B. Size-gated sklearn model zoo
Dataset sizes varied widely across the 9 stocks. Rather than applying the same model everywhere, the pipeline gates model availability by number of training rows:
| Model | Minimum rows | Rationale |
|---|---|---|
| Ridge / ElasticNet | any | always available, strong on small data |
| GradientBoosting | ≥ 200 | captures non-linearity |
| HistGradientBoosting | ≥ 500 | faster GBM for mid-size data |
| ExtraTrees | ≥ 2,000 | low-bias ensemble for large datasets |
C. Ensemble and decision logic
If the runner-up model is within 5% of the best model's CV RMSE, both predictions are averaged. The final spread was then derived from the combined uncertainty estimate, with the leaderboard-aware decision engine adjusting aggressiveness based on current cash position and round number.
Used a bespoke Excel control sheet to record fair-value predictions, submitted quotes, true values, and running P&L across all 9 rounds in real time.
Python · NumPy · Pandas · Scikit-learn · Google Colab
Models: Ridge · Lasso · ElasticNet · GradientBoosting · HistGradientBoosting · ExtraTrees
├── Market_Making_AI_Hackathon.ipynb # Pre-event baseline and tuning pipeline
├── Hackathon_Combined_Bl.ipynb # Final combined model used on the day
├── qmml_hackathon_playbook_v2.docx # Round-by-round strategy notes
├── qmml_hackathon_control_sheet.xlsx # Live P&L and quote tracking sheet
└── README.md
Why per-stock model selection? The nine datasets varied significantly in size (29 to ~20,000 rows). A single model class cannot be optimal across that range. Lasso dominated on small, sparse datasets; tree-based ensembles won on larger ones.
Why exact LOO over k-fold? On very small datasets, k-fold produces high-variance estimates. Exact LOO via the hat-matrix shortcut is both computationally equivalent and statistically unbiased, making it strictly preferable when the dataset allows it.
Why bootstrap for small datasets? Three of the nine stocks had fewer than 200 training rows. Standard CV uncertainty estimates are unreliable at that scale. 300 bootstrap samples provide a more honest picture of prediction variance, which feeds directly into spread width.

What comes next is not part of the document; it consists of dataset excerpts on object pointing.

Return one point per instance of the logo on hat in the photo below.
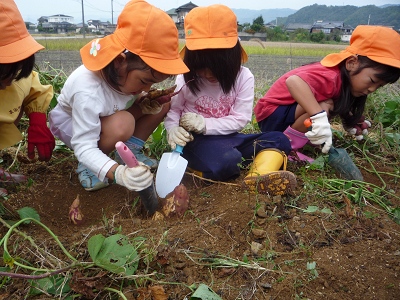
(95, 47)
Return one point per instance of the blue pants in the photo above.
(218, 156)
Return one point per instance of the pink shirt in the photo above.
(223, 113)
(324, 82)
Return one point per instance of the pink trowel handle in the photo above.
(126, 154)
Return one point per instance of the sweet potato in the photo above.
(161, 96)
(176, 203)
(75, 214)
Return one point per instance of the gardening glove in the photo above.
(193, 122)
(40, 136)
(178, 136)
(360, 129)
(134, 179)
(320, 132)
(150, 107)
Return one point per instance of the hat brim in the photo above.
(19, 50)
(334, 59)
(171, 66)
(244, 54)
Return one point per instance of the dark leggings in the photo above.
(218, 156)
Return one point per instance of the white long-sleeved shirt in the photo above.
(223, 113)
(86, 97)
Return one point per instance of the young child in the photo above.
(96, 107)
(216, 103)
(336, 86)
(21, 91)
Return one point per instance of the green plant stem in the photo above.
(120, 294)
(370, 196)
(13, 227)
(372, 166)
(35, 277)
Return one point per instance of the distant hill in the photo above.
(350, 15)
(387, 15)
(248, 15)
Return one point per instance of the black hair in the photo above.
(17, 70)
(223, 63)
(134, 63)
(351, 108)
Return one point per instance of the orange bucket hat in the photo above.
(143, 30)
(381, 44)
(16, 43)
(211, 27)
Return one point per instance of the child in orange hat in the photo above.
(97, 105)
(21, 91)
(216, 103)
(336, 86)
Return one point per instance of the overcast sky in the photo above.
(108, 10)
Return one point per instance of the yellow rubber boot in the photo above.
(265, 175)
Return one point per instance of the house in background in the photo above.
(56, 23)
(332, 26)
(99, 26)
(292, 27)
(179, 14)
(60, 19)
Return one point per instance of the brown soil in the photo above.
(272, 238)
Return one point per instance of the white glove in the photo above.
(360, 129)
(150, 107)
(321, 132)
(178, 136)
(134, 179)
(193, 122)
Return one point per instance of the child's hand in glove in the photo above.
(134, 179)
(360, 129)
(193, 122)
(178, 136)
(321, 132)
(40, 137)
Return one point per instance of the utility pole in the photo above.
(83, 21)
(112, 13)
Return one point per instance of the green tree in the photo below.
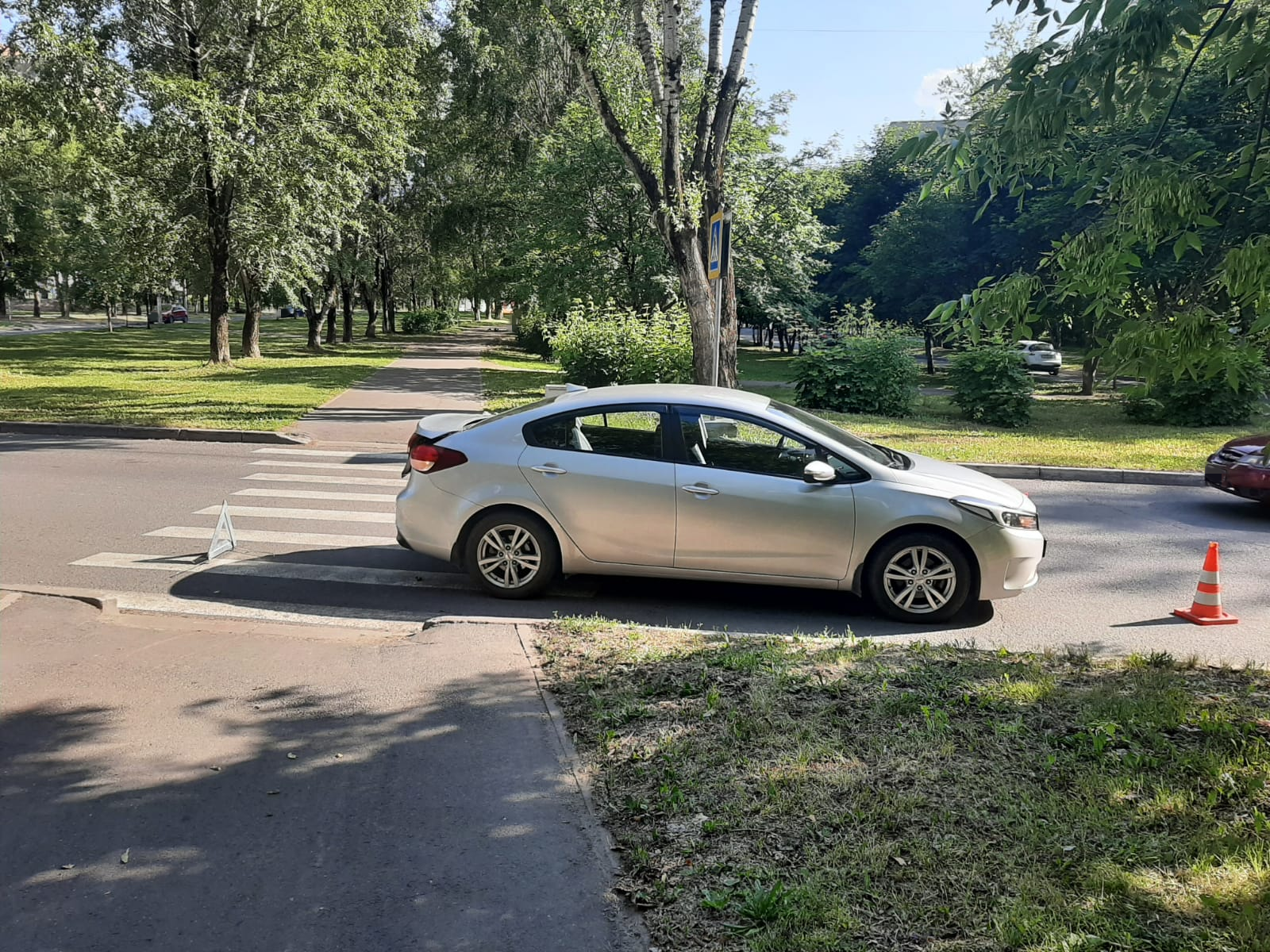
(641, 86)
(1151, 120)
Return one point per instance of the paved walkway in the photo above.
(216, 785)
(437, 376)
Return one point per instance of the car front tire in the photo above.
(918, 577)
(512, 555)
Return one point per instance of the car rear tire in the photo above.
(918, 577)
(512, 555)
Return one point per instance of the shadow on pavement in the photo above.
(403, 825)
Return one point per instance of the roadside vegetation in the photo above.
(772, 795)
(1062, 432)
(160, 378)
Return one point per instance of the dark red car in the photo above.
(1242, 467)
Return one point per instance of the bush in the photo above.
(533, 333)
(431, 321)
(1199, 403)
(872, 374)
(600, 347)
(992, 385)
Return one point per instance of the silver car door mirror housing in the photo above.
(819, 471)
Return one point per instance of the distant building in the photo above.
(911, 127)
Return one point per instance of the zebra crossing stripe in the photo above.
(319, 539)
(318, 494)
(327, 480)
(348, 455)
(267, 512)
(302, 465)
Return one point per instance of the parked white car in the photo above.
(702, 482)
(1041, 355)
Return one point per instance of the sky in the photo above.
(854, 65)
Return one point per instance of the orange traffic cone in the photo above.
(1206, 607)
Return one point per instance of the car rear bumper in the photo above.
(429, 520)
(1009, 562)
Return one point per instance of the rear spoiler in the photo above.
(433, 427)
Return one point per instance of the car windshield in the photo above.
(823, 428)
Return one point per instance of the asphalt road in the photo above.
(317, 541)
(178, 784)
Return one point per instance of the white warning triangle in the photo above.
(222, 539)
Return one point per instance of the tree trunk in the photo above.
(686, 253)
(387, 298)
(1089, 371)
(219, 248)
(346, 295)
(368, 298)
(252, 319)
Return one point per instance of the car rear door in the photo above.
(603, 475)
(743, 505)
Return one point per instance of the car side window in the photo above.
(736, 443)
(629, 433)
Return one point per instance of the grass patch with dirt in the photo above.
(1064, 432)
(851, 797)
(160, 378)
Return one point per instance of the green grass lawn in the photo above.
(850, 797)
(1080, 432)
(1085, 432)
(160, 378)
(756, 362)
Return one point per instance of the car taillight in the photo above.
(432, 459)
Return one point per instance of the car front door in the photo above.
(603, 476)
(743, 505)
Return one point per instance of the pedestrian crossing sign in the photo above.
(715, 264)
(222, 539)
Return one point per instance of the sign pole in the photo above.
(718, 292)
(714, 272)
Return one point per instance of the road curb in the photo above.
(1083, 474)
(105, 603)
(111, 432)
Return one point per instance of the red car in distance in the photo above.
(1242, 467)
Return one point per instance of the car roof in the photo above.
(721, 397)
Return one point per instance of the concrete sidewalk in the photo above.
(221, 785)
(438, 376)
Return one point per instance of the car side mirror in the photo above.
(819, 471)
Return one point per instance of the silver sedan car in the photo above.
(702, 482)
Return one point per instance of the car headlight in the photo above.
(1001, 516)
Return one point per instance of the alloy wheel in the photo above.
(508, 556)
(920, 579)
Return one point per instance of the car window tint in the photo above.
(632, 433)
(734, 443)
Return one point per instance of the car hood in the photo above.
(1255, 443)
(437, 425)
(956, 480)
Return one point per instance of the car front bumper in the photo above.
(1009, 562)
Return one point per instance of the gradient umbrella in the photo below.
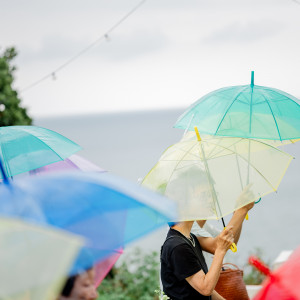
(72, 163)
(24, 148)
(283, 283)
(107, 211)
(35, 260)
(248, 111)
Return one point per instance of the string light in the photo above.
(72, 59)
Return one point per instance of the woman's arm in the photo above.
(205, 283)
(216, 296)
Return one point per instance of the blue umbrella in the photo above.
(107, 211)
(24, 148)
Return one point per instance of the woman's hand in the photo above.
(225, 239)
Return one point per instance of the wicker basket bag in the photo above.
(231, 285)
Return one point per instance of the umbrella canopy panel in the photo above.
(207, 177)
(34, 260)
(24, 148)
(248, 111)
(107, 211)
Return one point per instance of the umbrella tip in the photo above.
(4, 176)
(252, 78)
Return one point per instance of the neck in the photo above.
(184, 227)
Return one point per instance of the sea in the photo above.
(129, 144)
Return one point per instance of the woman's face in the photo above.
(84, 287)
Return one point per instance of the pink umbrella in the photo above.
(103, 267)
(282, 284)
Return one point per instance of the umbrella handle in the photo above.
(233, 247)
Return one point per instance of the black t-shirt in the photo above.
(179, 260)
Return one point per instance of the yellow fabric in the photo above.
(207, 177)
(34, 260)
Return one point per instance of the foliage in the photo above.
(11, 113)
(136, 278)
(251, 274)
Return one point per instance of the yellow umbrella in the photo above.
(206, 177)
(34, 260)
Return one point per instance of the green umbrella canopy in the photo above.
(24, 148)
(248, 111)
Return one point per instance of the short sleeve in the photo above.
(184, 261)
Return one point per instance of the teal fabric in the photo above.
(24, 148)
(248, 111)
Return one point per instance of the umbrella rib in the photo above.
(175, 168)
(254, 169)
(269, 105)
(235, 98)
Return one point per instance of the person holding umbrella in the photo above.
(184, 273)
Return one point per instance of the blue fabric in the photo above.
(107, 211)
(24, 148)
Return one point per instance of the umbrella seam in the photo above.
(235, 98)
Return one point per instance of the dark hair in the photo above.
(67, 289)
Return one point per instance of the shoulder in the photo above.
(177, 246)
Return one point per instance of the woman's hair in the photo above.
(67, 289)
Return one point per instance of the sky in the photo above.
(167, 54)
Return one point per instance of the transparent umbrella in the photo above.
(248, 111)
(206, 177)
(35, 260)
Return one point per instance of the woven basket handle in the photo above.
(230, 264)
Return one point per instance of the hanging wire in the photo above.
(105, 36)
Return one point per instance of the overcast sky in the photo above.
(167, 54)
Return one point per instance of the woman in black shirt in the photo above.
(184, 273)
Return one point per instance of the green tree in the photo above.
(11, 113)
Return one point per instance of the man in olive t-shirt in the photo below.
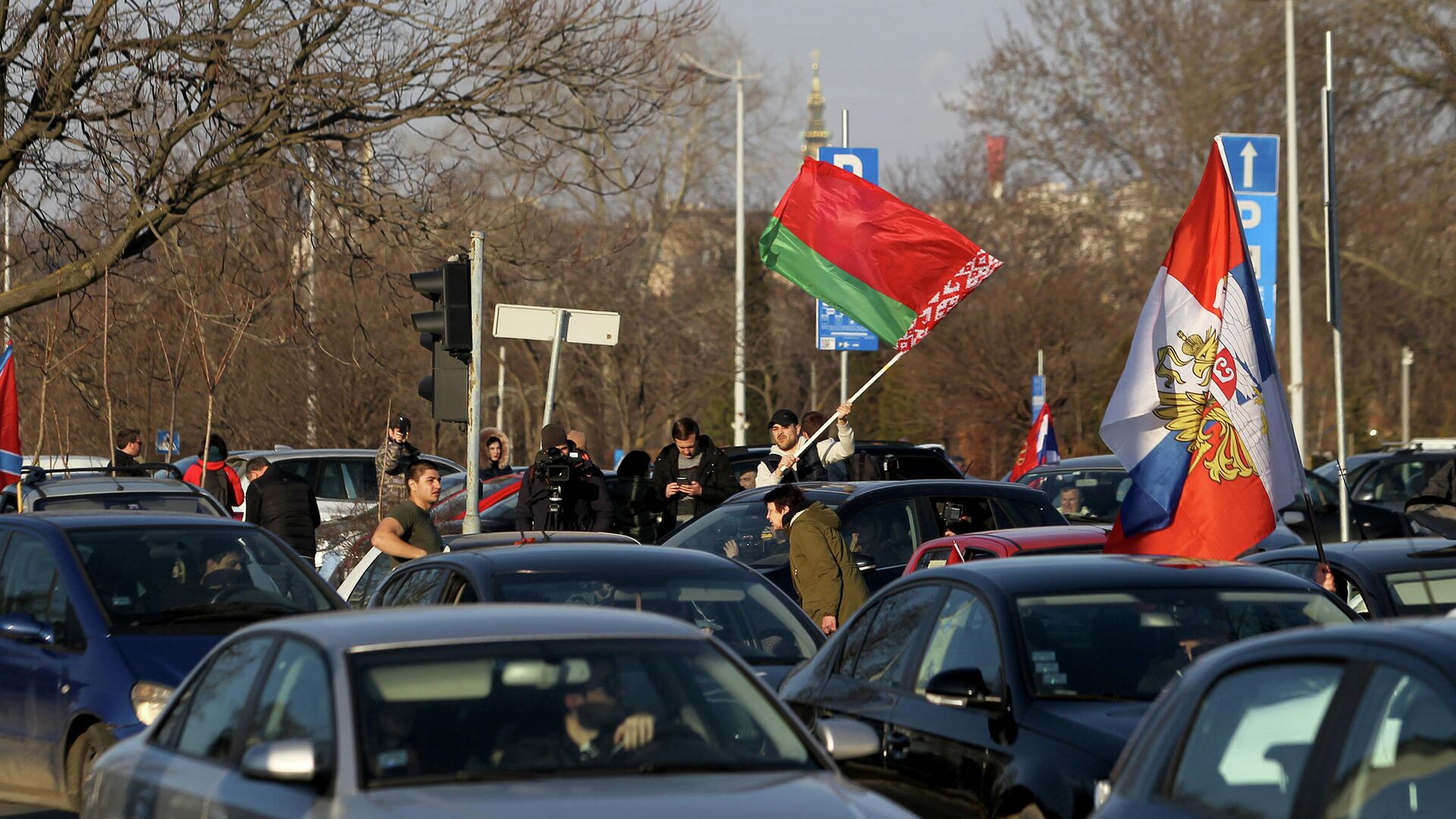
(406, 531)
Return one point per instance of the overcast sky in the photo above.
(890, 63)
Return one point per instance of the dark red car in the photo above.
(1006, 542)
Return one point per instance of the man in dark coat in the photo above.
(284, 504)
(585, 504)
(692, 475)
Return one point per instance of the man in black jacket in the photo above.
(284, 504)
(692, 475)
(584, 502)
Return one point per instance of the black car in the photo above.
(1350, 722)
(881, 521)
(721, 596)
(1008, 687)
(873, 461)
(1381, 579)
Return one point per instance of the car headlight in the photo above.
(147, 700)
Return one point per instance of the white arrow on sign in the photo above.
(1248, 153)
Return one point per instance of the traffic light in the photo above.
(449, 289)
(446, 333)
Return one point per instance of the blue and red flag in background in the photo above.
(1040, 447)
(1199, 416)
(9, 422)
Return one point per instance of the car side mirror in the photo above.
(960, 689)
(25, 629)
(848, 739)
(284, 761)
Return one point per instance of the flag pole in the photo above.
(852, 398)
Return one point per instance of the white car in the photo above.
(479, 711)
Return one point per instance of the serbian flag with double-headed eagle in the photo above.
(1040, 447)
(873, 257)
(1199, 414)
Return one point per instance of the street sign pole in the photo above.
(472, 447)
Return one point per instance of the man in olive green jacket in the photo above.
(824, 573)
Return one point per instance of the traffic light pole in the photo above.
(472, 447)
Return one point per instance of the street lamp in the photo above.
(740, 400)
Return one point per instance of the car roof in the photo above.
(566, 556)
(405, 626)
(1379, 556)
(131, 519)
(829, 491)
(1052, 575)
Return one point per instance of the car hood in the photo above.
(164, 657)
(1100, 729)
(702, 796)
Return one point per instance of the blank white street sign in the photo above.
(535, 322)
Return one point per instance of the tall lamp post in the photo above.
(740, 356)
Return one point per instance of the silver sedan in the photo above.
(516, 710)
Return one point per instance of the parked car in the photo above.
(1351, 722)
(873, 461)
(1008, 687)
(375, 566)
(1006, 542)
(344, 480)
(102, 488)
(104, 614)
(462, 711)
(1381, 579)
(718, 595)
(881, 521)
(1091, 490)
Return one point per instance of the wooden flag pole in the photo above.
(852, 398)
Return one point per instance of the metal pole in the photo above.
(1296, 309)
(472, 435)
(1332, 281)
(843, 354)
(740, 353)
(555, 363)
(500, 391)
(1407, 359)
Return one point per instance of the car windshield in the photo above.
(164, 576)
(739, 607)
(1429, 592)
(1084, 494)
(1128, 645)
(737, 529)
(563, 707)
(117, 502)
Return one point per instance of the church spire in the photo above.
(816, 136)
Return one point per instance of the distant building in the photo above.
(816, 136)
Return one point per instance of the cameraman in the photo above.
(577, 484)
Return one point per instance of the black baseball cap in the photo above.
(783, 419)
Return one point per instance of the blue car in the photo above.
(104, 614)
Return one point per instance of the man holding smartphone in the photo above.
(692, 474)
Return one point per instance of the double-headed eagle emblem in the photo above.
(1196, 416)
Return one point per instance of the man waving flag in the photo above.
(1199, 416)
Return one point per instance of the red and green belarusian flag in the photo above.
(880, 261)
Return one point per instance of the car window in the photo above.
(296, 700)
(30, 582)
(329, 483)
(963, 637)
(1398, 757)
(1248, 744)
(209, 729)
(887, 532)
(414, 588)
(376, 573)
(894, 634)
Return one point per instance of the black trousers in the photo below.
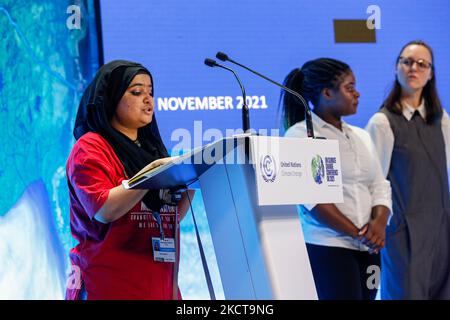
(344, 274)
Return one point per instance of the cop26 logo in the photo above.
(318, 169)
(268, 168)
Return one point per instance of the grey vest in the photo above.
(416, 260)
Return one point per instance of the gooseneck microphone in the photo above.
(245, 114)
(309, 126)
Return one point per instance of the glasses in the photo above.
(421, 63)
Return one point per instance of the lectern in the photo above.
(250, 187)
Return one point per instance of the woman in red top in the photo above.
(117, 136)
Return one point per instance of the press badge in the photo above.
(163, 249)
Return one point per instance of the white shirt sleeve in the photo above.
(383, 138)
(380, 188)
(445, 124)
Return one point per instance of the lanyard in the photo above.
(157, 216)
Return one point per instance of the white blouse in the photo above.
(364, 185)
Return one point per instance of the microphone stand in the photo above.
(308, 118)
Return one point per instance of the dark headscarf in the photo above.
(98, 105)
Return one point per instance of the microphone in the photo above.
(308, 118)
(245, 114)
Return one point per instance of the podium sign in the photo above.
(250, 202)
(294, 170)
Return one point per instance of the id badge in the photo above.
(163, 249)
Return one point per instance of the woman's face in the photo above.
(343, 100)
(135, 108)
(414, 68)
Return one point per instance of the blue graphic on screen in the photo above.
(43, 68)
(196, 104)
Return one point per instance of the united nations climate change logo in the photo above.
(268, 168)
(318, 169)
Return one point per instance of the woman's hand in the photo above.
(154, 164)
(373, 234)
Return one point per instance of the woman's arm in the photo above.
(118, 203)
(121, 200)
(329, 215)
(383, 139)
(183, 205)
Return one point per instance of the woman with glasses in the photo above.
(411, 134)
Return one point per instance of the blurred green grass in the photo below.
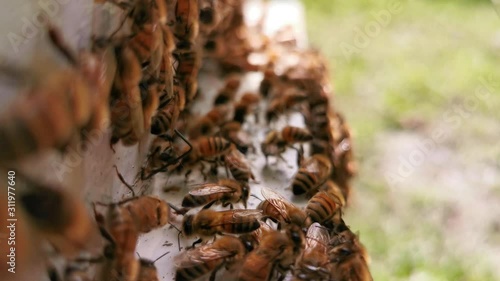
(429, 58)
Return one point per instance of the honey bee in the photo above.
(59, 217)
(55, 108)
(126, 114)
(147, 40)
(348, 258)
(277, 142)
(198, 262)
(238, 166)
(209, 223)
(211, 14)
(167, 115)
(280, 210)
(277, 251)
(150, 102)
(324, 208)
(244, 106)
(186, 25)
(225, 192)
(332, 188)
(166, 75)
(313, 261)
(228, 92)
(284, 102)
(148, 271)
(267, 82)
(163, 155)
(119, 228)
(311, 174)
(148, 212)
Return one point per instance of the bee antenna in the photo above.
(120, 176)
(176, 209)
(255, 196)
(187, 142)
(57, 40)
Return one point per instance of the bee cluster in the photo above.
(142, 80)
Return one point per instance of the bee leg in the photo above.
(212, 275)
(112, 143)
(209, 205)
(213, 170)
(228, 204)
(196, 242)
(227, 171)
(186, 176)
(284, 160)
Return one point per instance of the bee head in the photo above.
(245, 193)
(188, 225)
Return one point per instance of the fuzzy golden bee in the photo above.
(280, 210)
(208, 222)
(196, 263)
(348, 258)
(325, 208)
(313, 261)
(313, 172)
(225, 191)
(163, 156)
(276, 252)
(148, 212)
(56, 106)
(119, 228)
(60, 217)
(186, 26)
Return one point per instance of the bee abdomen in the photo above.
(195, 201)
(244, 227)
(161, 122)
(192, 273)
(303, 182)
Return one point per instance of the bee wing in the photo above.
(199, 256)
(210, 188)
(234, 216)
(317, 234)
(278, 201)
(311, 165)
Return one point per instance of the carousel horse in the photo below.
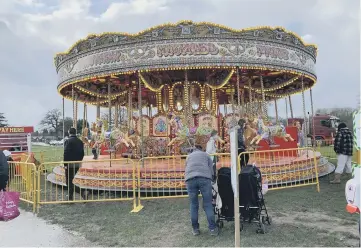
(99, 132)
(266, 132)
(249, 133)
(122, 138)
(299, 133)
(181, 131)
(84, 136)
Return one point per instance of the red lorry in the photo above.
(324, 126)
(16, 139)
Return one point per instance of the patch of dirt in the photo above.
(345, 231)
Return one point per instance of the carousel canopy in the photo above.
(207, 54)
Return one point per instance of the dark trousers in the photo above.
(214, 168)
(3, 182)
(70, 172)
(244, 158)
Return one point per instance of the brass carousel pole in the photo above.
(286, 112)
(130, 105)
(250, 109)
(141, 118)
(98, 108)
(109, 107)
(63, 121)
(312, 113)
(73, 101)
(304, 112)
(187, 109)
(116, 113)
(242, 103)
(276, 109)
(238, 93)
(84, 116)
(289, 99)
(265, 112)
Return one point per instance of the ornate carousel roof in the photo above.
(203, 52)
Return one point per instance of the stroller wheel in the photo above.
(264, 219)
(220, 224)
(269, 220)
(262, 229)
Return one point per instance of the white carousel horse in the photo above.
(181, 131)
(266, 132)
(121, 138)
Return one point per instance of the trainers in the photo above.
(214, 232)
(196, 232)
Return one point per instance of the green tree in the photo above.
(345, 114)
(52, 120)
(3, 121)
(68, 123)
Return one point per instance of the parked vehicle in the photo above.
(323, 127)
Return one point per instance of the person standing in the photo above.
(343, 147)
(198, 177)
(4, 171)
(73, 152)
(212, 149)
(241, 144)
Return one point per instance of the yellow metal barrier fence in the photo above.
(94, 181)
(285, 168)
(163, 177)
(22, 179)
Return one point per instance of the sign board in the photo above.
(10, 130)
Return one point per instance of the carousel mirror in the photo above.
(208, 97)
(178, 96)
(195, 94)
(165, 99)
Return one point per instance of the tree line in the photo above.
(52, 122)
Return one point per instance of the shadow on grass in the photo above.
(165, 222)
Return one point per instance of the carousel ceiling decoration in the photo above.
(206, 53)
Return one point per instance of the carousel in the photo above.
(168, 87)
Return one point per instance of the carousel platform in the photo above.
(167, 175)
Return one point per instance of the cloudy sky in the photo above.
(32, 31)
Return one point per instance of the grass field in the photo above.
(302, 217)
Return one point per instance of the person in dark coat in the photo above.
(4, 171)
(343, 147)
(241, 143)
(73, 151)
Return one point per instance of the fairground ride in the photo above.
(178, 82)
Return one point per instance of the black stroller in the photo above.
(251, 202)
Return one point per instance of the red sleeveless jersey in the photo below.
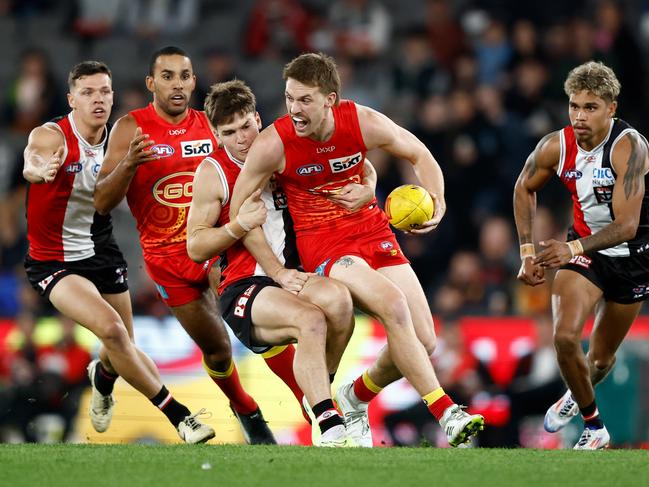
(62, 224)
(315, 169)
(237, 263)
(161, 191)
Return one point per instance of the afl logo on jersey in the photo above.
(572, 174)
(343, 163)
(309, 169)
(163, 150)
(195, 148)
(74, 168)
(175, 190)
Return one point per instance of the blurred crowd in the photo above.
(478, 81)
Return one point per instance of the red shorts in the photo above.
(179, 279)
(370, 239)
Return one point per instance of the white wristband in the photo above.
(242, 225)
(576, 248)
(527, 250)
(230, 232)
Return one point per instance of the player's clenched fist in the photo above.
(139, 150)
(252, 212)
(52, 166)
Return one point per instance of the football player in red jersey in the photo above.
(316, 151)
(73, 258)
(260, 311)
(151, 158)
(604, 265)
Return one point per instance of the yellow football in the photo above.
(409, 206)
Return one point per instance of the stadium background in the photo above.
(478, 81)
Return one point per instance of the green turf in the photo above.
(237, 466)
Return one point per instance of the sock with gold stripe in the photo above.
(228, 381)
(365, 388)
(171, 408)
(437, 402)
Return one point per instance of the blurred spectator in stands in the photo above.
(217, 66)
(493, 51)
(47, 379)
(499, 263)
(462, 291)
(31, 98)
(415, 73)
(361, 29)
(277, 29)
(447, 39)
(620, 50)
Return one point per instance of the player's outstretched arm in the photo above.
(355, 196)
(266, 156)
(380, 131)
(128, 147)
(204, 239)
(630, 161)
(539, 167)
(43, 155)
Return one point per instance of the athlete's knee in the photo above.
(392, 308)
(601, 361)
(566, 341)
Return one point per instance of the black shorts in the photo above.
(623, 280)
(236, 305)
(106, 270)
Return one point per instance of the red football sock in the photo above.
(365, 388)
(228, 382)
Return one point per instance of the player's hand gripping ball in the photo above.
(409, 206)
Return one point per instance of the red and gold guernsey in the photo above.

Why ensemble the top two? When two models are within 5% of each other in cross-validated RMSE, neither has meaningfully won. Averaging their predictions reduces variance at no cost to bias — a free improvement before submitting.
What separated the top teams? After speaking to the top finishers, our model and strategy were nearly identical. The gap came down to position sizing in Round 1. Both teams saw the same high-confidence signal — we played it safe. When a model gives you a large-edge, high-confidence prediction, that is precisely when you size up. A lesson in translating prediction quality into trading decisions, not just quotes.